The Fortunes of Nigel, by Sir Walter Scott

Chapter 33

—-I’ll play the eavesdropper.

Richard III., Act V., Scene 3.

James had no sooner resumed his seat at the council-board than he began to hitch in his chair, cough, use his handkerchief, and make other intimations that he meditated a long speech. The council composed themselves to the beseeming degree of attention. Charles, as strict in his notions of decorum, as his father was indifferent to it, fixed himself in an attitude of rigid and respectful attention, while the haughty favourite, conscious of his power over both father and son, stretched himself more easily on his seat, and, in assuming an appearance of listening, seemed to pay a debt to ceremonial rather than to duty.

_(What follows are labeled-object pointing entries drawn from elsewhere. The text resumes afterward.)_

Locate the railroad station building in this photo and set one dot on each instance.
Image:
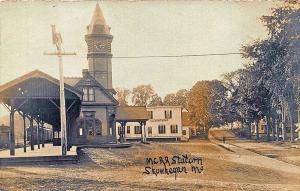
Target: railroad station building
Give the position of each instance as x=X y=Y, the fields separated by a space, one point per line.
x=91 y=109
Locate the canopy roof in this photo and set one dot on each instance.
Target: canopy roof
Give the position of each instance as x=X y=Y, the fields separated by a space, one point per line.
x=37 y=94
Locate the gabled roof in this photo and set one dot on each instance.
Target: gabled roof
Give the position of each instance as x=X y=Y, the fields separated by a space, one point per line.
x=94 y=82
x=98 y=24
x=131 y=113
x=72 y=81
x=186 y=119
x=38 y=74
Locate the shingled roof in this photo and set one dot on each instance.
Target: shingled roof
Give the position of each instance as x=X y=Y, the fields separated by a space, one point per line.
x=186 y=119
x=72 y=81
x=131 y=113
x=98 y=24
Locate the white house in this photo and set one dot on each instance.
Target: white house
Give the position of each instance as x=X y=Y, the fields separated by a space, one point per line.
x=165 y=123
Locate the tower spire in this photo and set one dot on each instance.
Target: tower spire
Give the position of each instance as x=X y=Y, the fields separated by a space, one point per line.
x=98 y=24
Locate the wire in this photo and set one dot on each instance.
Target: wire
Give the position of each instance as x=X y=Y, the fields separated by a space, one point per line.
x=176 y=56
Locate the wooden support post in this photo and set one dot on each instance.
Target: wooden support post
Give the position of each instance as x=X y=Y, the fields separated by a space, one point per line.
x=114 y=129
x=68 y=131
x=257 y=131
x=43 y=135
x=141 y=126
x=12 y=129
x=144 y=127
x=122 y=133
x=24 y=132
x=38 y=134
x=277 y=130
x=31 y=134
x=267 y=125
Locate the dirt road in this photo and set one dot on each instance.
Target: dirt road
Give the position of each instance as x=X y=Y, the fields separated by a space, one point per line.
x=122 y=169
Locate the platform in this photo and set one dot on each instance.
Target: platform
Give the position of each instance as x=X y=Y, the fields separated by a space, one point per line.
x=43 y=156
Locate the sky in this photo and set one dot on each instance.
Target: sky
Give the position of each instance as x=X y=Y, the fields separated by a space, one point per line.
x=139 y=28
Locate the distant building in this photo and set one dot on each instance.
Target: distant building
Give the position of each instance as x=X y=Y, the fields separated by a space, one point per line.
x=4 y=136
x=165 y=123
x=189 y=129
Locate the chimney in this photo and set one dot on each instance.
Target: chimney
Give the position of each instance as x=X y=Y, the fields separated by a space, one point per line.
x=84 y=72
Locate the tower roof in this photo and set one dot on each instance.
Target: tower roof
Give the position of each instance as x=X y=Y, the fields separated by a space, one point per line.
x=98 y=24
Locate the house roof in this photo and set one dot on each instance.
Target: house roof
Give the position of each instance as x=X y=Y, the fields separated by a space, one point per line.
x=186 y=119
x=72 y=81
x=37 y=74
x=131 y=113
x=98 y=24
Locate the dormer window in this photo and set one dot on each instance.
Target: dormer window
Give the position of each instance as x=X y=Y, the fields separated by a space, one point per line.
x=88 y=94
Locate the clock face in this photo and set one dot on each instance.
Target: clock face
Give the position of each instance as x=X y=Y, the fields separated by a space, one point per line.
x=100 y=46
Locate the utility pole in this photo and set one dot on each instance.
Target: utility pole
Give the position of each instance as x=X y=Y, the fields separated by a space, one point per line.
x=57 y=40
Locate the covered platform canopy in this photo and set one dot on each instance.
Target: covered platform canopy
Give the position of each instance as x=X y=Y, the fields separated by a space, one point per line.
x=36 y=96
x=132 y=114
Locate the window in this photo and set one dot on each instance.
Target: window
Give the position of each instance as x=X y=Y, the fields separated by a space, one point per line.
x=168 y=114
x=119 y=130
x=80 y=131
x=150 y=114
x=137 y=130
x=128 y=129
x=88 y=94
x=161 y=129
x=174 y=128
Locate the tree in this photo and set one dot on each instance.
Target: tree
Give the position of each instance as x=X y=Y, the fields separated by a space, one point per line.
x=122 y=96
x=142 y=94
x=155 y=100
x=277 y=58
x=170 y=99
x=180 y=98
x=199 y=103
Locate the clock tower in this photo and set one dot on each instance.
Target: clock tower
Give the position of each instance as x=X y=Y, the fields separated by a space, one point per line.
x=99 y=39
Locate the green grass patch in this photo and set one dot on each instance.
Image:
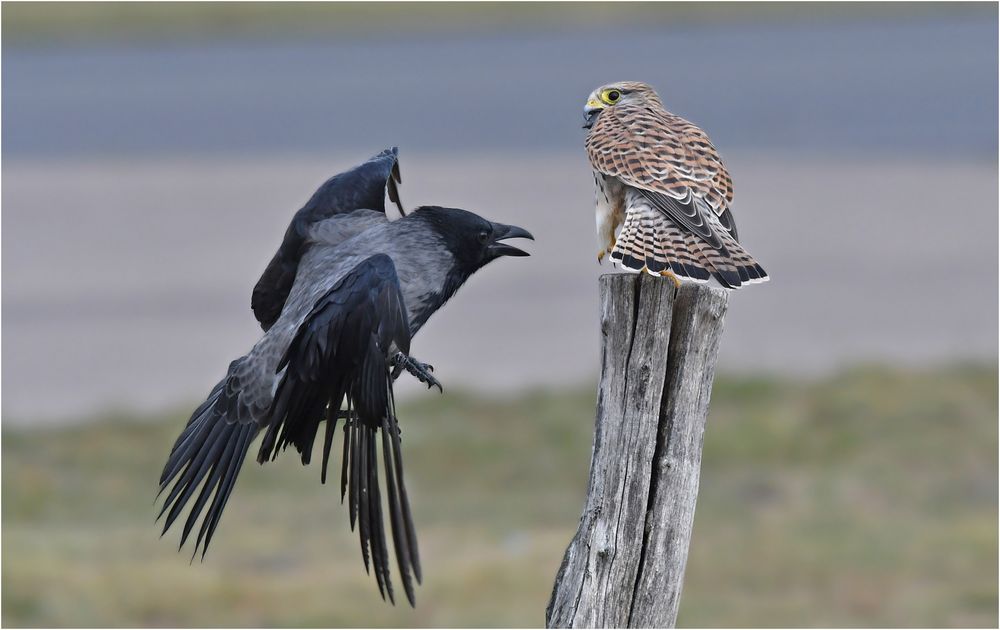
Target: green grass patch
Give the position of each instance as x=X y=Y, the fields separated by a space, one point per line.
x=869 y=498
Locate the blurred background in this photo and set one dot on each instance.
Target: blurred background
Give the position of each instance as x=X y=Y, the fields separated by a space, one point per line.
x=154 y=153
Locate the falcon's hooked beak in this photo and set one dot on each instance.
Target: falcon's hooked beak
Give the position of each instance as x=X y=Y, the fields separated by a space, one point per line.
x=590 y=112
x=502 y=232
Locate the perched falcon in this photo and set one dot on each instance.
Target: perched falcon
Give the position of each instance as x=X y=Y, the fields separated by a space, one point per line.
x=659 y=177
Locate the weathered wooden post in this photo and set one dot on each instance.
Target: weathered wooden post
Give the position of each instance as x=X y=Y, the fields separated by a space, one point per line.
x=625 y=566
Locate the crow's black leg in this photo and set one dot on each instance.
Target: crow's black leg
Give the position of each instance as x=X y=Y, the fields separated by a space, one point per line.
x=422 y=371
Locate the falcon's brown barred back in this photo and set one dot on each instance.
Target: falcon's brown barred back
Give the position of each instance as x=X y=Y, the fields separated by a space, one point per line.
x=662 y=181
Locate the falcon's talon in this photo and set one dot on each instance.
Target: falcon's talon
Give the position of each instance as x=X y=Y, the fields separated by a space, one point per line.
x=670 y=274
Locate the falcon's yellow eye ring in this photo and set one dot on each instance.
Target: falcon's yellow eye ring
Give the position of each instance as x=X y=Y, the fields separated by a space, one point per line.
x=611 y=96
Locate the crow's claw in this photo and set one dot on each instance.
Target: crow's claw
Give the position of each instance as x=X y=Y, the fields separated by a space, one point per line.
x=422 y=371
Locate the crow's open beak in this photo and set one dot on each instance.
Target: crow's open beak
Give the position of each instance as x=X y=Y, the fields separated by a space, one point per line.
x=502 y=232
x=591 y=112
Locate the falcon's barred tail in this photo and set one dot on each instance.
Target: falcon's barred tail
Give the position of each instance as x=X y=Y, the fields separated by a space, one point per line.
x=650 y=241
x=340 y=355
x=212 y=446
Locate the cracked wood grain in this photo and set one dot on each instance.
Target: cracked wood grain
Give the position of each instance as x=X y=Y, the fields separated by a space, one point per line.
x=625 y=565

“I doubt not, my lords,” said the Monarch, “that some of you may be thinking the hour of refection is past, and that it is time to ask with the slave in the comedy — Quid de symbolo? — Nevertheless, to do justice and exercise judgment is our meat and drink; and now we are to pray your wisdom to consider the case of this unhappy youth, Lord Glenvarloch, and see whether, consistently with our honour, any thing can be done in his favour.”

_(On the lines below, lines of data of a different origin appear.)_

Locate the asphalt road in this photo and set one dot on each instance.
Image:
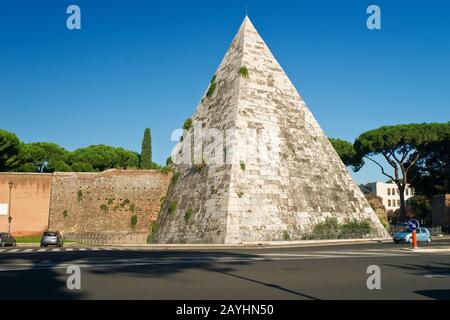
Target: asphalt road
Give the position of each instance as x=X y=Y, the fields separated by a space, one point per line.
x=319 y=272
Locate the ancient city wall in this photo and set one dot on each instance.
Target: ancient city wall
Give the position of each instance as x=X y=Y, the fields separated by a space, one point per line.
x=114 y=201
x=30 y=200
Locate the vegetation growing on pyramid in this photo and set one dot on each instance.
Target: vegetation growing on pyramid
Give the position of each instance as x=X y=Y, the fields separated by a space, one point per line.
x=188 y=215
x=212 y=87
x=243 y=71
x=173 y=207
x=146 y=151
x=187 y=124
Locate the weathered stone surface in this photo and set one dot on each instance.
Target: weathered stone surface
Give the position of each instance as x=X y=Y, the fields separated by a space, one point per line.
x=105 y=202
x=280 y=173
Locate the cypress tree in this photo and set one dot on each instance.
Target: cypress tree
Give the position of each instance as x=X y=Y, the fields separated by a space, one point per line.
x=146 y=151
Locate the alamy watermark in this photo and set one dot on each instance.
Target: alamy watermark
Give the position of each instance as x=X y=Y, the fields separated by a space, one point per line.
x=374 y=280
x=74 y=280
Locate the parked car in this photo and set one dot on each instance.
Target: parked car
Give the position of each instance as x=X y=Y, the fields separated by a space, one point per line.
x=405 y=236
x=50 y=238
x=7 y=240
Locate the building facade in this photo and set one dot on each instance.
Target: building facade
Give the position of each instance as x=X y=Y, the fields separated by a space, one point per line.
x=389 y=193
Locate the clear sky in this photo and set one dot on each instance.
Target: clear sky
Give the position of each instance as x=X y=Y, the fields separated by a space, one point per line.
x=137 y=64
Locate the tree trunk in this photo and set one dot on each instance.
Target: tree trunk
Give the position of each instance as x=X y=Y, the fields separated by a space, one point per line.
x=401 y=190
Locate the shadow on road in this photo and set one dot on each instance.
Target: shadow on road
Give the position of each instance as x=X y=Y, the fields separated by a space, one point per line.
x=435 y=294
x=42 y=281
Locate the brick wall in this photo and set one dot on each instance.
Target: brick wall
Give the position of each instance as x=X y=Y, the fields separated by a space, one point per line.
x=30 y=200
x=106 y=202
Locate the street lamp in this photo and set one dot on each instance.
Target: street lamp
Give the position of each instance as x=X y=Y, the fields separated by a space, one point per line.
x=9 y=206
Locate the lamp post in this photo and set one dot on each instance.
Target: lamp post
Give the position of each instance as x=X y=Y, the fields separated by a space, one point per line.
x=9 y=206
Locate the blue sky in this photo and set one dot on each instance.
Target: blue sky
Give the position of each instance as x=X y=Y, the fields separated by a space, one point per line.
x=138 y=64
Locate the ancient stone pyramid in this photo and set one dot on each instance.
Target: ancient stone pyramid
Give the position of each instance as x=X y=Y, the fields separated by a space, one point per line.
x=255 y=165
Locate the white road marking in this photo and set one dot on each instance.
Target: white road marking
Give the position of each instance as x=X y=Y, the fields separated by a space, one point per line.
x=437 y=276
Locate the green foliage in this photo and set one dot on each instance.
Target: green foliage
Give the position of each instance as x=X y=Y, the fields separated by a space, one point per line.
x=79 y=195
x=175 y=178
x=212 y=87
x=351 y=229
x=146 y=151
x=165 y=170
x=102 y=157
x=133 y=221
x=430 y=176
x=173 y=207
x=58 y=166
x=188 y=215
x=187 y=125
x=401 y=146
x=9 y=151
x=346 y=152
x=200 y=166
x=82 y=167
x=243 y=71
x=44 y=156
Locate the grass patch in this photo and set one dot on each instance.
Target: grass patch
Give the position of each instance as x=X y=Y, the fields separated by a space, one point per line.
x=243 y=71
x=175 y=178
x=331 y=229
x=187 y=124
x=104 y=208
x=133 y=221
x=173 y=207
x=188 y=215
x=79 y=195
x=212 y=87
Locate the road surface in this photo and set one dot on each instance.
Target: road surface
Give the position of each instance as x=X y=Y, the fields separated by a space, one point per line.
x=319 y=272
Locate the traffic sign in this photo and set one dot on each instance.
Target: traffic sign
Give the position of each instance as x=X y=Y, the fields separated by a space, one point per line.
x=413 y=225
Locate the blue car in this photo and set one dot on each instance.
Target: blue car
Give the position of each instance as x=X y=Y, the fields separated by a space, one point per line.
x=405 y=236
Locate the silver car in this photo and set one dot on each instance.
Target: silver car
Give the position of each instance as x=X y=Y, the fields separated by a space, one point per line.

“I am surprised at your Majesty’s wisdom making the inquiry,” said the Duke; “it is plain this Dalgarno hath proved one of the most insolent villains on earth, and it must therefore be clear, that if Lord Glenvarloch had run him through the body, there would but have been out of the world a knave who had lived in it too long. I think Lord Glenvarloch hath had much wrong; and I regret that, by the persuasions of this false fellow, I have myself had some hand in it.”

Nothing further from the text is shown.